01:59Beautiful region, but they had a lot of war, a lot of fighting, a lot of death.
02:04It's displaced countless people and claimed the lives of thousands and thousands.
02:09But today the violence and destruction comes to an end and the entire region begins a new chapter of hope and opportunity, harmony, prosperity and peace.
02:20Now, exactly a week before this treaty was signed on June 20th, Trump, who touts himself as a peacemaker, had posted on Social Truth,
02:30I won't get a Nobel Prize for this.
02:34Critiques, however, point out to the possibility that the U.S. could leverage this deal for gaining a greater access to crucial minerals found in the Democratic Republic of Congo.
02:50Now, while the signed peace agreement does not specifically forfeit any mineral rights to the U.S.,
02:56the document does include a framework to expand foreign trade and investment derived from regional critical mineral supply chains to link both countries with the U.S. government and U.S. investors.
03:11Now, analysts say that the U.S. government's commitment to ensuring the implementation of the peace deal might depend on how much access it has to the minerals being discussed
03:29and the separate negotiations between the American and the Congolese governments.
03:34Critiques also warn that such a scenario could cause a replay of the violence of the past decades when Congo's minerals have been a major draw for interfering of the foreign governments.
03:49There are also fears that the peace deal may completely fail in bringing peace to the war-torn region after all.
03:57Now, this is because the Rwandan-backed M23 rebel group, which is the most prominent armed group in the conflict, has said that the agreement is not binding on them.
04:08More than 7,000 people have been killed and another 1 million displaced since January of this year when the M23 militia waged a fresh offensive against the Congolese army seizing control of the two largest cities in the country's east.
04:33Now, there are also big question marks over the credibility of the governance and justice system in Congo, a country which has historically seen corrupt officials and perpetrators of injustice go scot-free.

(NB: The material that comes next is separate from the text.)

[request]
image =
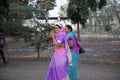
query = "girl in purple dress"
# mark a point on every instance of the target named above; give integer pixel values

04:54Tensions also surround the discrimination that Congolese Tutsis say they face in Congo in the form of ethnic killings and workplace discrimination.
05:06The Tutsis group is largely associated with the Rwanda and the M23 group claims to be fighting for the Tutsis, although critiques say that it is just a pretext to justify its own violence.
05:19Now, there is still hope, even though little, that this peace deal brokered by the US could bring to the Congo-Rwanda conflict to the end, which dates back to the Rwandan genocides of the Tutsis and the centrist Hutus from 1994, i.e. more than three decades.
05:46That's what we have been given.